The Internet Society has revealed that the .org registry operator PIR is no longer for sale.

The news came in a statement from ISOC chair Andrew Sullivan late Friday, less than 24 hours after ICANN withheld its consent for the proposed $1.13 billion acquisition by private equity firm Ethos Capital.

ICANN had held the door open for Ethos and ISOC to resubmit a change of control request, and Ethos had said Thursday that it was evaluating its options, but it appears the decision has been made to keep PIR under ISOC’s wing.

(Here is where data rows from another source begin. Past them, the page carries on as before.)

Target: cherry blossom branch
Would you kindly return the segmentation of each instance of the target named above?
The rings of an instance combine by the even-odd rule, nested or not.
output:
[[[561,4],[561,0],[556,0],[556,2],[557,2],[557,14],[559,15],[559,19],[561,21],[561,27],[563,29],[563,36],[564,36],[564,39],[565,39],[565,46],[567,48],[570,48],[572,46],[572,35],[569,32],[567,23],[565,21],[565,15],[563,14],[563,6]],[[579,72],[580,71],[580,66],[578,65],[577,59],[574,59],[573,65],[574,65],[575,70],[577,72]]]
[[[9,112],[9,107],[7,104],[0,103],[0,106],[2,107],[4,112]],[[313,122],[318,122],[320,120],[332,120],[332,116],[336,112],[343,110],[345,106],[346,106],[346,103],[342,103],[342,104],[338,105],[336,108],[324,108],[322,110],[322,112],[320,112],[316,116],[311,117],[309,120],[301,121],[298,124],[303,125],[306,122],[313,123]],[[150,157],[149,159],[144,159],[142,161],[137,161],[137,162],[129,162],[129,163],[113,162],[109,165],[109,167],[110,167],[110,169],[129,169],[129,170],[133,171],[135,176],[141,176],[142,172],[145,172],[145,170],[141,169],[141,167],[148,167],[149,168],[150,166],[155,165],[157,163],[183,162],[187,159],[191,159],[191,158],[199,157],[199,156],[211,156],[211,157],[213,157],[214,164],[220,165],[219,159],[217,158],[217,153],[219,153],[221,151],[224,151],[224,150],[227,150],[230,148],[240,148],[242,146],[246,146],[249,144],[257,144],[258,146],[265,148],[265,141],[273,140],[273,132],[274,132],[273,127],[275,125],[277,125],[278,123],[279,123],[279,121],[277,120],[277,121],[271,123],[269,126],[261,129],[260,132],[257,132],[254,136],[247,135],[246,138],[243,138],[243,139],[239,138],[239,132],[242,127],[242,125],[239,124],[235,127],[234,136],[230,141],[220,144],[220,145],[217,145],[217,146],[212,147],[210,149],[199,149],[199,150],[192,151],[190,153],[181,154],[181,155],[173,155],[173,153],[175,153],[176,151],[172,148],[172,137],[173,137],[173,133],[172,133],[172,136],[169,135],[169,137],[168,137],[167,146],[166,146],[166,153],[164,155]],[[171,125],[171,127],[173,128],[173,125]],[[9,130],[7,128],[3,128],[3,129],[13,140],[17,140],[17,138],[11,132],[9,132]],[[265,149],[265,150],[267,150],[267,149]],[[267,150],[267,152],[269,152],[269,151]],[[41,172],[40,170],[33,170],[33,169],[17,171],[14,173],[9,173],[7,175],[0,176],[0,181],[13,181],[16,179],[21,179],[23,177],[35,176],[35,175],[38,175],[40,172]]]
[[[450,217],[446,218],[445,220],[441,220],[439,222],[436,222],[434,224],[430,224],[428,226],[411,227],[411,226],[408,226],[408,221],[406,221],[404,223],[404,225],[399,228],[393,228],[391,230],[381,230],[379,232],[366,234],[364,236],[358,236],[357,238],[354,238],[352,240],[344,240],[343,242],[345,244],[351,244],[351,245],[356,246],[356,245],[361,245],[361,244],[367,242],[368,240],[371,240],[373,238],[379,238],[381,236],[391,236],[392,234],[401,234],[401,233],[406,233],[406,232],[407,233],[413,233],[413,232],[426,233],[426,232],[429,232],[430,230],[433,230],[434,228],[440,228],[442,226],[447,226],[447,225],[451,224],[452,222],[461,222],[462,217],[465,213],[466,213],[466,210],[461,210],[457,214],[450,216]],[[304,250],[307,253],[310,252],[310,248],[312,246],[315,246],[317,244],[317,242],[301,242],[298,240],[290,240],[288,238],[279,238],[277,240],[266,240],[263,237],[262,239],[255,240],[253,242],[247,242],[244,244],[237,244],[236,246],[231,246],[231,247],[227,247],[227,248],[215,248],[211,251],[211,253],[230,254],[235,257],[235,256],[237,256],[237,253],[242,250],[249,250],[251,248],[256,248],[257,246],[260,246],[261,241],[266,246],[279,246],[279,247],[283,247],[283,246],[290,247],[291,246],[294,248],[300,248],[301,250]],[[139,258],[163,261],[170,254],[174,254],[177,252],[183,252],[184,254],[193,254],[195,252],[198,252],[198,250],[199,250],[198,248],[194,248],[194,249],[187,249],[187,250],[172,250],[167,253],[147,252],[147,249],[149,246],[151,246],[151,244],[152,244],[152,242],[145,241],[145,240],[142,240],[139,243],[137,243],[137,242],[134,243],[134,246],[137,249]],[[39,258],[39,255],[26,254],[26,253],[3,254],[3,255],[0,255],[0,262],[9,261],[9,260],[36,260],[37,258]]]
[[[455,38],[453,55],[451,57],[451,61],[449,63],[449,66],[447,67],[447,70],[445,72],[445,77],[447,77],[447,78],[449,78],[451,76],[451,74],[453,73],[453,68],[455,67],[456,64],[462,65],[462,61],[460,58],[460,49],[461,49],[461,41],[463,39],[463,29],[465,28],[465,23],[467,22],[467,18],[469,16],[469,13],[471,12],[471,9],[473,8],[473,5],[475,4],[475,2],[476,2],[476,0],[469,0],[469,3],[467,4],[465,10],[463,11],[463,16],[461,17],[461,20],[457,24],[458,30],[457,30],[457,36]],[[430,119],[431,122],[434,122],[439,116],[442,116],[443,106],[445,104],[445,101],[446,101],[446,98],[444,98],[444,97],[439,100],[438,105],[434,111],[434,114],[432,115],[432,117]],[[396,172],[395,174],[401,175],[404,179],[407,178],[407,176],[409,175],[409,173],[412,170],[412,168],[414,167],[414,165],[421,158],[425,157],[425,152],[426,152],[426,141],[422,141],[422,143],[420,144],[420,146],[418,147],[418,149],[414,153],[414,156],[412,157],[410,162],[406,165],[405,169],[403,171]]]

In his statement, Sullivan expressed his dismay that ICANN had acted as a “regulator” by evaluating the deal using a public interest test rather than simply rubber-stamping it as it has in all other cases of registry acquisitions. He wrote:

It should concern the Internet community that ICANN has shown itself to be much more susceptible to political pressure than its limited mandate would recommend.

Now that we know that ICANN believes its remit to be much larger than we believe it is, we can state this clearly: neither PIR nor any of its operations are for sale now, and the Internet Society will resist vigorously any suggestion that they ought to be.

But who would want to, or could afford to, buy it? While ICANN has made it clear that PE firms are welcome to acquire other TLDs, it wants .org to remain in non-profit hands.

During the last few months of controversy, one other embryonic effort to take over .org was announced, led by founding ICANN chair Esther Dyson.

Called the Cooperative Corporation of dot-org Registrants (CCOR), it had no intention of handing over a billion dollars for .org, it simply wanted ICANN to assign the contract to its control.

It still wants that, or something like that. In a statement Saturday, CCOR said it “calls upon ICANN to proceed with the established multi-stakeholder led open request for proposals for stewardship of the dot-org domain”.

Unless it can be shown that PIR has seriously broken the terms of its Registry Agreement, the chances of ICANN randomly opening up .org to tender is pretty much zero.

CCOR goes on to say that it is still worried about .org falling into private hands and that it will lobby for legally binding policies “including the preservation of privacy, diversity and human rights, and freedom from censorship”.